Op-Ed: Marin bill SB106 shows how housing crisis was created

SAN FRANCISCO CHRONICLE
Assemblyman Marc Levine is pushing for a bill that would exempt Marin County from housing density standards that apply to the rest of the Bay Area for more than 10 years.
For anyone who has contemplated California’s devastating housing shortage and wondered how the state got in this mess, here’s one short answer: Senate Bill 106.
Of course, this single unfortunate piece of legislation is not responsible for a crisis rooted in decades of bad state and local government decisions. But the bill, which would exempt Marin County from housing density standards that apply to the rest of the Bay Area for more than 10 years, does embody the sort of parochial policymaking that has been ruinous for the state’s greater good.
Pushed by Assemblyman Marc Levine, a Marin County Democrat who secured a similar development dispensation for the state’s wealthiest county in 2014, the bill would extend the exemption, currently scheduled to expire in 2023, to 2028. It would continue to classify the county, including its largest cities, San Rafael and Novato, as suburban, excusing it from the high-density housing developments prescribed for metropolitan areas.
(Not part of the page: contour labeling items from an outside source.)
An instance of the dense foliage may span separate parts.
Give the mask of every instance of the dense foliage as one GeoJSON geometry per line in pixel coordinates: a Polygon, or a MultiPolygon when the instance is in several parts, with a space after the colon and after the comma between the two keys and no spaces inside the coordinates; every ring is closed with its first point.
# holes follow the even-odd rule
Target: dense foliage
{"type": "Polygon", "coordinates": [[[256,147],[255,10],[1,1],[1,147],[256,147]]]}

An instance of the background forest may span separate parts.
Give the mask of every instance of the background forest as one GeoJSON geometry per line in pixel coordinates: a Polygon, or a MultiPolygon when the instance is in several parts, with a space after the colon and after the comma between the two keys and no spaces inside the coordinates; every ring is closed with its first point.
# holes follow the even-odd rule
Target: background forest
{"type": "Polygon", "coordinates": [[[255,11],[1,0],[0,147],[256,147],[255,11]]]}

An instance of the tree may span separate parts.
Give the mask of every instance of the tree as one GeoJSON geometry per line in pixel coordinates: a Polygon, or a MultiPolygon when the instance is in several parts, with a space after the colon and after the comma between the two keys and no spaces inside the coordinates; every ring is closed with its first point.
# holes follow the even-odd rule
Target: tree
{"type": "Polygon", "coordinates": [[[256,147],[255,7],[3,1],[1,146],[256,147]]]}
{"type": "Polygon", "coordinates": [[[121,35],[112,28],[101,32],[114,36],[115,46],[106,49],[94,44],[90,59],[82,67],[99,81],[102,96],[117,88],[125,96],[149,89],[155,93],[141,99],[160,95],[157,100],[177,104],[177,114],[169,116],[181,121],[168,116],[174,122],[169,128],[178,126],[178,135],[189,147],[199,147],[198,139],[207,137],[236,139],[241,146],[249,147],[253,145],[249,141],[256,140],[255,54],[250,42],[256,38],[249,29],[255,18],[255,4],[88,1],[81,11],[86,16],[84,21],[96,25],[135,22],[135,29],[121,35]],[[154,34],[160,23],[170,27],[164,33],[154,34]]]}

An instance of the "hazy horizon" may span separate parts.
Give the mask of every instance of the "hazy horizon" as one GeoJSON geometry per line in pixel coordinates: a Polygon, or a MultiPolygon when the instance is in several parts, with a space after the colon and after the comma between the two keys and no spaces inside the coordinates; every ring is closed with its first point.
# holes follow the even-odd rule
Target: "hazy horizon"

The Legislature’s ruling Democrats introduced the exemption, as the Los Angeles Times reported, as part of a budget trailer bill addressing a wide variety of unrelated issues and escaping the level of public scrutiny applied to most legislation. Now before the state Senate, it was passed by the Assembly this week without a single Democratic or Bay Area lawmaker voting against it. David Chiu, D-San Francisco, who abstained, was the lone member from the housing-starved region who did not vote for the bill.
“Every part of our state must create housing to help solve the affordability crisis,” Chiu said in a statement, “but this policy makes that harder.”